Dr. Paul Nachtigall, professor of Zoology and Psychology at the University of Hawaii, has studied how noise affects marine mammals in captivity. In contrast to Marino, Nachtigall said in a recent interview that it is highly unlikely that the noise generated by the party has any effect on the animals inside the tanks.
“Let’s talk about humans. What does excessive noise do to humans?” Nachtigall postulated.
“The first thing you’ll experience is a temporary threshold shift. If you went to a Grateful Dead concert and sat in front of the speakers for an hour, you’ll experience a threshold shift. If you have too much for too long, you lose hearing. We’ve looked at temporary threshold shifts with animals, as well,” he said. “It takes much more to produce threshold shift in whales than humans.”
Nachtigall guessed that everyone attending the party would permanently lose hearing before the Beluga whales would be affected by a threshold shift.
“The physics of producing sound loud enough to produce a temporary threshold shift is not easy. You’d have to have speakers in the water,” he said.
Because the speakers are inside the aquarium, not inside the tanks, Nachtigall said he believes that the animals would be largely unaffected thanks to the density of the water and the plexiglass viewing windows, which are more than a foot thick.
Most of the sound waves produced by the music and ambient noise would simply bounce off the windows or off the water.

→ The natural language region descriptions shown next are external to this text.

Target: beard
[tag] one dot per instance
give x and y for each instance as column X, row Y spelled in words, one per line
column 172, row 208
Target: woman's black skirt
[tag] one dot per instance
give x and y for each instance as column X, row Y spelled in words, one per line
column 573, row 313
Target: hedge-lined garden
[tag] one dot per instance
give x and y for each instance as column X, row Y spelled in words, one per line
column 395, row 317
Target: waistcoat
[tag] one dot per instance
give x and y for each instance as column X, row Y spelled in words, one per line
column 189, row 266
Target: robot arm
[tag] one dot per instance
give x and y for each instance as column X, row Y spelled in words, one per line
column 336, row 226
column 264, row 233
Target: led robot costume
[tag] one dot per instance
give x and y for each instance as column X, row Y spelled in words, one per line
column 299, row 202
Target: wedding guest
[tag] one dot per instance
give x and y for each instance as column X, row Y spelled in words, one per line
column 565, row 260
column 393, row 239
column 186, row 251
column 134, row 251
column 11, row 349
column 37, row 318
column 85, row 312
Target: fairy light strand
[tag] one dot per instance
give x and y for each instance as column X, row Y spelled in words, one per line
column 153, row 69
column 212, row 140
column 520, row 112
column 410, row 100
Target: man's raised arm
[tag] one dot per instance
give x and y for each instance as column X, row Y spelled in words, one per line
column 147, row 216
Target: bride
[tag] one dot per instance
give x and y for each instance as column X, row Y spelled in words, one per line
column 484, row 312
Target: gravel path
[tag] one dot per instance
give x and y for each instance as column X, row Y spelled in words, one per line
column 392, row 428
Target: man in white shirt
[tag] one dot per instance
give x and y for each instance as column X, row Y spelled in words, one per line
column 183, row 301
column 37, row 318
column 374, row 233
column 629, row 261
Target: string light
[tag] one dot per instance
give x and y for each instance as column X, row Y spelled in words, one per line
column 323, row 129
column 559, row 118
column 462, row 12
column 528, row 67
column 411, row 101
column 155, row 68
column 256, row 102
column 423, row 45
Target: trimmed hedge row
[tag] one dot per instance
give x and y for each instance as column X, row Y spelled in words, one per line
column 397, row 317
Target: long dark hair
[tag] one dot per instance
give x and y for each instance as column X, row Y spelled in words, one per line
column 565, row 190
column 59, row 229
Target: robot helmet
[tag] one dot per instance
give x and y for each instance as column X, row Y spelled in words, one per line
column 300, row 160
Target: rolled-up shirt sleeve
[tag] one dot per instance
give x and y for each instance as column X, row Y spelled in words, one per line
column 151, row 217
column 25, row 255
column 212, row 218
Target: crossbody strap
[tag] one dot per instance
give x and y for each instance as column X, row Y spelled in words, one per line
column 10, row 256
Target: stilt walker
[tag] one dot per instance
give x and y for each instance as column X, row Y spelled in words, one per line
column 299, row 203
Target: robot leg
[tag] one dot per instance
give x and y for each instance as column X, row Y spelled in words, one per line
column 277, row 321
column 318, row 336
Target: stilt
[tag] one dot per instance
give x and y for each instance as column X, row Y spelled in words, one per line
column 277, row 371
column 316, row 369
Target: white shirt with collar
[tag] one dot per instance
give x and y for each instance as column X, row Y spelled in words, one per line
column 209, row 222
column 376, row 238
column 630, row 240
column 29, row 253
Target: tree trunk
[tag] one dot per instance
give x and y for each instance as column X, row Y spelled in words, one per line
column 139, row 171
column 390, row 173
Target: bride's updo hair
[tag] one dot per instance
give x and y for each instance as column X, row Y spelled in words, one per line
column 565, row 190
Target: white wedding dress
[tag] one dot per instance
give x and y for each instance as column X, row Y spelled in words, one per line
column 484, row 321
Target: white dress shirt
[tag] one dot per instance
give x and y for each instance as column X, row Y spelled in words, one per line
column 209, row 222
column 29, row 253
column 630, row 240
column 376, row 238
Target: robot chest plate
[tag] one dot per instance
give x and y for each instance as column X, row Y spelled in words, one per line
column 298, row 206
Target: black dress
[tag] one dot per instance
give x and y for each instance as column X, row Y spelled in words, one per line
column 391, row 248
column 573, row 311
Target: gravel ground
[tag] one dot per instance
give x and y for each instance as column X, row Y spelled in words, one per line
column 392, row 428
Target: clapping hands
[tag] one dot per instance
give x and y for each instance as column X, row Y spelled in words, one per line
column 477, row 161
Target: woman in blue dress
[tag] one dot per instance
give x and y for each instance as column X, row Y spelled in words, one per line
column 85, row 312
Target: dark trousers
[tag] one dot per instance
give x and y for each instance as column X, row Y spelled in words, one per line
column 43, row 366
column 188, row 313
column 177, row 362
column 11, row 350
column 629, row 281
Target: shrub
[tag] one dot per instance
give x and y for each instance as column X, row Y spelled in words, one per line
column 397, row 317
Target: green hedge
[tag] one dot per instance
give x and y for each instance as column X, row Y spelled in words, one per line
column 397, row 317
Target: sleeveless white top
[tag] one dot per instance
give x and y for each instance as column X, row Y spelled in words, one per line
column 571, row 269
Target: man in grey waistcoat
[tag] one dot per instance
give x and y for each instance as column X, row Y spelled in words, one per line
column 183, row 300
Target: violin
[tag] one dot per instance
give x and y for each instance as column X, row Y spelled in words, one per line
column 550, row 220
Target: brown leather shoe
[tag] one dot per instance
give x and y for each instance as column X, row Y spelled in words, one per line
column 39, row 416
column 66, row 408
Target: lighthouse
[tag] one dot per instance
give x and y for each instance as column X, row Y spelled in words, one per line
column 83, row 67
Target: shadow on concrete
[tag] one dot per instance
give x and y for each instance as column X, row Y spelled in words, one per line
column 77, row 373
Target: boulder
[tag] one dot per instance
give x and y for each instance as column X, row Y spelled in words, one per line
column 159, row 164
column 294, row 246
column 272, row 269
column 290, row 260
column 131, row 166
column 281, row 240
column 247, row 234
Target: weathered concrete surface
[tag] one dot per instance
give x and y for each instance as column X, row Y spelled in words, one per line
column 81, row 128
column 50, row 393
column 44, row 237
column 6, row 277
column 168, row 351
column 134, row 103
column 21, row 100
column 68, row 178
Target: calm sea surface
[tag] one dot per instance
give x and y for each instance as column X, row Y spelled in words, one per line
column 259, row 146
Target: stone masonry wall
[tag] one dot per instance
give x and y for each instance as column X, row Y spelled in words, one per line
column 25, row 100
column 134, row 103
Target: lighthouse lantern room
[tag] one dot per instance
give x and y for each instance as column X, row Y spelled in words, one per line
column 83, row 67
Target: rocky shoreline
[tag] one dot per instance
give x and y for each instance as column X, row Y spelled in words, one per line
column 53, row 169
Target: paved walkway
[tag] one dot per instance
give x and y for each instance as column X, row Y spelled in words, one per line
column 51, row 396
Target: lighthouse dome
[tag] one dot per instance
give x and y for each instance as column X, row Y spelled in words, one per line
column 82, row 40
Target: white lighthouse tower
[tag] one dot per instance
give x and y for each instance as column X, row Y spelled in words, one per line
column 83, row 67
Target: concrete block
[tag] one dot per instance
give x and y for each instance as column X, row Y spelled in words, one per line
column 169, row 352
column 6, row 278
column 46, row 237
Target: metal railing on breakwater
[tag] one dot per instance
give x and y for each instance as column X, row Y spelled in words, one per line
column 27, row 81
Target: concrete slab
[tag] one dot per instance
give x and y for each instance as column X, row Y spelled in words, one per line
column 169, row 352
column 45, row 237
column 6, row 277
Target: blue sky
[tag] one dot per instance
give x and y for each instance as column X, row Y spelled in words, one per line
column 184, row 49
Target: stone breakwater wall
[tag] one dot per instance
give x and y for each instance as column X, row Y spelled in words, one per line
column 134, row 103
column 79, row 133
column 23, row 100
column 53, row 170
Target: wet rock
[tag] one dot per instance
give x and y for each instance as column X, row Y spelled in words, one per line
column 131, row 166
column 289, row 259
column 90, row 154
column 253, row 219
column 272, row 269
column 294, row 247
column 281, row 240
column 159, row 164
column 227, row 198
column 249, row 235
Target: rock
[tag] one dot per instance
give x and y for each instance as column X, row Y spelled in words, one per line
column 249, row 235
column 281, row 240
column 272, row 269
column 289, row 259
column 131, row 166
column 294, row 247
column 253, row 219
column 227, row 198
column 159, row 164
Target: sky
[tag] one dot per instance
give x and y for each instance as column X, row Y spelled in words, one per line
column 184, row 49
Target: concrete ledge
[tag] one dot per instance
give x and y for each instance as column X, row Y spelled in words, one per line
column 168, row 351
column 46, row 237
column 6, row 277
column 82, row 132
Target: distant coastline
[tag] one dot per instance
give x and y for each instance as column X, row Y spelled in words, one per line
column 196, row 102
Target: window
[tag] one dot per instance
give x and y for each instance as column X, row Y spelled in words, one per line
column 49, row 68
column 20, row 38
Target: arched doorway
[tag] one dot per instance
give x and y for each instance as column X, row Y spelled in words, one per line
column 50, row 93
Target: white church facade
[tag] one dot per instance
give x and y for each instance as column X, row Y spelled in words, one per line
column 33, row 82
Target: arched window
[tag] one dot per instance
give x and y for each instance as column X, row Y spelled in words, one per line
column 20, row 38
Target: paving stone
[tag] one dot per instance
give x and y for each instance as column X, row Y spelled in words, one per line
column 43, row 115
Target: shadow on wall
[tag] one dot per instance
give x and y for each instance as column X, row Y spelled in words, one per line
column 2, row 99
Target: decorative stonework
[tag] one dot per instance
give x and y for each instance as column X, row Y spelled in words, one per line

But how loud would the party need to be to physically harm the animals?
“People standing in the crowd would be completely deaf. It takes 160 decibels (dB) under the water to produce a threshold shift. dB in the air is not the same as in the water. They are two different things. But they’re not on the same scale. The thing is, to produce 160 dB under the water, I don’t even know how much in the air it would take, but it’s tremendous.”
In comparison, 160 dB in the air is quite literally off the charts with regard to humans, according to the Hearing Health Foundation. 140 dB is when immediate permanent hearing loss begins. Noise levels during the typical party can reach 100 or even 120 decibels if truly boisterous. Limited exposure at those levels is recommended by the HHF.
But even those levels, Nactigall said, would have little, if any, lasting impact on the animals inside the tanks.
“They’re just wrong,” Nactigall said of the animal rights activists’ concerns. “Someone’s got to say you’re wrong. Have your party.”